Daily Archives: May 2, 2009

Character develops itself in the stream of life.

I was deliberating and cogitating over whether to change my character’s appearance in WAR the other day. Aesthetically pleasing character appearance is one of the many tributaries that feed into the main river of my altitus, made all the more painful by the fact that I can never seem to get it right the first time, despite having all the time in the world to play around with the character creation options. For example, it’s what I spend most of my time investigating in any MMO beta that I participate in: trying all the character options, seeing which hairstyles work, which ones make you look like Shaft on a bad hair day, and which ones clip so badly that it makes it seem as though the natural order of your character’s skull has been reversed such that the hair grows on the inside, making its way into the daylight by way of incredibly overactive neck follicles. If I’m in your beta, you will have the most rigourously tested hairstyle options in the MMO industry.

There is no paid character customisation in WAR, which comes as a complete surprise to me because it’s not as though Mythic have anything else to be getting on with. I can only imagine that they’re all sat on a tropical beach somewhere, drinking their lolitas and watching all the young margaritas walk by with their sun umbrellas and a slice of lime on… their… shoulder. Ahm.

Anyway, a lack of paid character customisation meant that I would be paying with TIME: Currency of the Universe [TM], via the complex technique of deleting said character and re-rolling it with face option 3b instead of 3a, and a hairstyle that didn’t poke through the top of every hat I wore, as though it had turned traitor to my cause and was desperately trying to flag down an enemy player, notifying them of my whereabouts.
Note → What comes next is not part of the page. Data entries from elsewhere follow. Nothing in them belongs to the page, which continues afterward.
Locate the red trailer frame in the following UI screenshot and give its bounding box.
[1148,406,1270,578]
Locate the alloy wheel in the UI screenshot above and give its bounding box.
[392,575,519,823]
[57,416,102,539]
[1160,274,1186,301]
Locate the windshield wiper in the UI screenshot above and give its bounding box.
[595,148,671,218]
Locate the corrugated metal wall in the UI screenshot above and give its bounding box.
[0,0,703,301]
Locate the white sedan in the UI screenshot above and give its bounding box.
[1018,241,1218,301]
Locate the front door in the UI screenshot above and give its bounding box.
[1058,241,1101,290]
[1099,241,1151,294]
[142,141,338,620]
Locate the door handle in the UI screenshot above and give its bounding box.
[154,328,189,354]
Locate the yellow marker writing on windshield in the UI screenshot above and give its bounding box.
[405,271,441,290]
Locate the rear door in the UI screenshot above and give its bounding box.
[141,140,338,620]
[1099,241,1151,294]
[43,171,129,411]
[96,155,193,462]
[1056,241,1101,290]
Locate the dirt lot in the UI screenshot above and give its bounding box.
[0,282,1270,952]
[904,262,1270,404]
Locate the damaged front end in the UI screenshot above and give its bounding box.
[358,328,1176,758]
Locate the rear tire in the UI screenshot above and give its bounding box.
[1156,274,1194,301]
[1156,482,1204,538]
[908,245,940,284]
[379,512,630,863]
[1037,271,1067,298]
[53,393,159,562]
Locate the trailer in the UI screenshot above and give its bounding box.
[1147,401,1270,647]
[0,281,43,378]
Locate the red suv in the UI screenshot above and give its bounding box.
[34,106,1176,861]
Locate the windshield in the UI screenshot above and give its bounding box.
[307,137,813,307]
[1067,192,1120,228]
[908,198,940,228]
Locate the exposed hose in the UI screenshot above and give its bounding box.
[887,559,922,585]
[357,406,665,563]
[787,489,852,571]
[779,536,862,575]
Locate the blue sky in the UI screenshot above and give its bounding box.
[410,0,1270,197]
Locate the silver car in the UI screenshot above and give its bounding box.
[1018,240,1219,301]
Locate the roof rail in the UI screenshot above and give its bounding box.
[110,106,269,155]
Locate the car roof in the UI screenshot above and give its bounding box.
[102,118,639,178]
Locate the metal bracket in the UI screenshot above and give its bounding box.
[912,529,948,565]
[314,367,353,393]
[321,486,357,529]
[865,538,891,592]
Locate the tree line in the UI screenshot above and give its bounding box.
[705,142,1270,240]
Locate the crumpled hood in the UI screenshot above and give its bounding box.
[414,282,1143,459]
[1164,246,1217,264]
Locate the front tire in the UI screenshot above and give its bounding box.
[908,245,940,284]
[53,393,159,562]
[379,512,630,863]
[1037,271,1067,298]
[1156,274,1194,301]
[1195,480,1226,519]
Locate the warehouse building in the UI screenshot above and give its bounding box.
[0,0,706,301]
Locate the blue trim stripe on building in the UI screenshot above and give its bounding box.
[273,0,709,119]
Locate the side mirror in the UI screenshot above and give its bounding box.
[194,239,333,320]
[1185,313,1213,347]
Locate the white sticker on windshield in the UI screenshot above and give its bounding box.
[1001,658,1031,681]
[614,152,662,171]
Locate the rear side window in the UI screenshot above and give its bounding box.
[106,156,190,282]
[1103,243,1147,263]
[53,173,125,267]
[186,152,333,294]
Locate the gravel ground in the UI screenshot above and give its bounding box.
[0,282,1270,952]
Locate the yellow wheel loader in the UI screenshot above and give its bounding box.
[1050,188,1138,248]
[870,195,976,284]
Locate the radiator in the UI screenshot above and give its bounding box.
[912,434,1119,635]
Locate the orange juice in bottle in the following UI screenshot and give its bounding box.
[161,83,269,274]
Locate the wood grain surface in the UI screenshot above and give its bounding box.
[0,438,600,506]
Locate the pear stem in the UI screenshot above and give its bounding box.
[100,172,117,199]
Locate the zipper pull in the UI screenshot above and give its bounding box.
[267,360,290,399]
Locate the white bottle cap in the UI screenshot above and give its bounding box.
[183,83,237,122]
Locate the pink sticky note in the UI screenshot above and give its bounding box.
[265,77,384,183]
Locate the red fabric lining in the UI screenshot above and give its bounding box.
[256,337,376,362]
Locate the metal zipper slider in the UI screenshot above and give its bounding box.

This re-rolling is often not a huge problem at the low levels when I usually decide that the lavender eye colour would go better with the nostril hair style that I’d picked; I like playing the lower levels of MMOs because it’s where the game is actually fun, where the designers hadn’t thought “Oh bugger this, let’s… just…”scribble scribble scribble“There. That’ll do. Well, it’s Skinner Box enough to keep them paying a subscription for another couple of months at least. C’mon Nigel, let’s go back to the flat, I’ve got some lolitas chilling in the fridge”. What any MMO developer should really do is create the first twenty levels of their game, then stop. Then create an entirely new game, based around the same premise, and when they’ve done the first twenty levels of that, stop, and tack those twenty levels on to the end of the first game. Continue like this until you’ve got a game that is continuously fun, rather than following the Escaped Balloon development strategy, which mimics a balloon that has been accidentally released whilst being inflated: it shoots off with a load of noise and energy, flying all over the place with phenomenally farted enthusiasm, but very quickly runs out of air with a last gasping high-pitched toot, and then arcs across the room and hits the floor with a disappointingly limp flollop. And then all the children in the room burst into tears and are inconsolable at the failure of the balloon to perform at their party. Psychologically scarred by the events of that day, they grow up to follow a life of crime either as prostitute or politician, and when the police eventually catch up with them and raid their flats they find nothing but a barren room, the bare light bulb swaying gently from the force of their entry, ancient peeling wallpaper hidden beneath the nailed-up decaying remains of a thousand balloon animals.

Or, y’know, not.

It then followed that I was curious as to whether the majority of people actually ever cared that much about how their character looked, or whether most people just pick something that looks good at the time and then forget about it forevermore. This, in turn, lead me on to wondering how, without projects like Daedalus, we would know the answer to such things.

Well clearly Blizzard will have a good idea as to the answer. They will be able to see how many people use the barber on a regular basis; they will have figures on the initial rush after it was released; how often the barber is used in general; what level characters use it most. Not only that, but they also have all the data relating to their paid character customisation: how great the uptake was and which things people changed (I’m guessing the character’s sex, with male to female being the greatest migration, for fifty bonus “well, duh” points). The interesting thing is, I think it’s safe to say, the majority of people probably weren’t desperately clamouring for this sort of customisation content, indeed I think the greatest desire was for something frivolous and pointless, such as additional end-game content.

Therefore I finally came to wonder: is Blizzard adding this sort of feature for research purposes more than anything else? Are they gathering data on things such as ‘interest in character customisation’ for their next MMO? It will certainly save them a whole lot of development effort if they can determine that the uptake of the barber in WoW, say, was very limited and that clearly people aren’t all that bothered about tweaking a character’s features. Are they testing the RMT waters by seeing just what sort of ‘fluff’ players are willing to pay for and for how much with their paid character customisation and name changes? Or is it in fact the case that character customisation is high on the wish list of the average MMO player? Perhaps there’s a happy middle ground, and Blizzard are trying to find where that lies.

I decided not to re-roll my character in the end. After all, one goblin looks pretty much like another when being trampled under the feet of two opposing armies on the field of battle.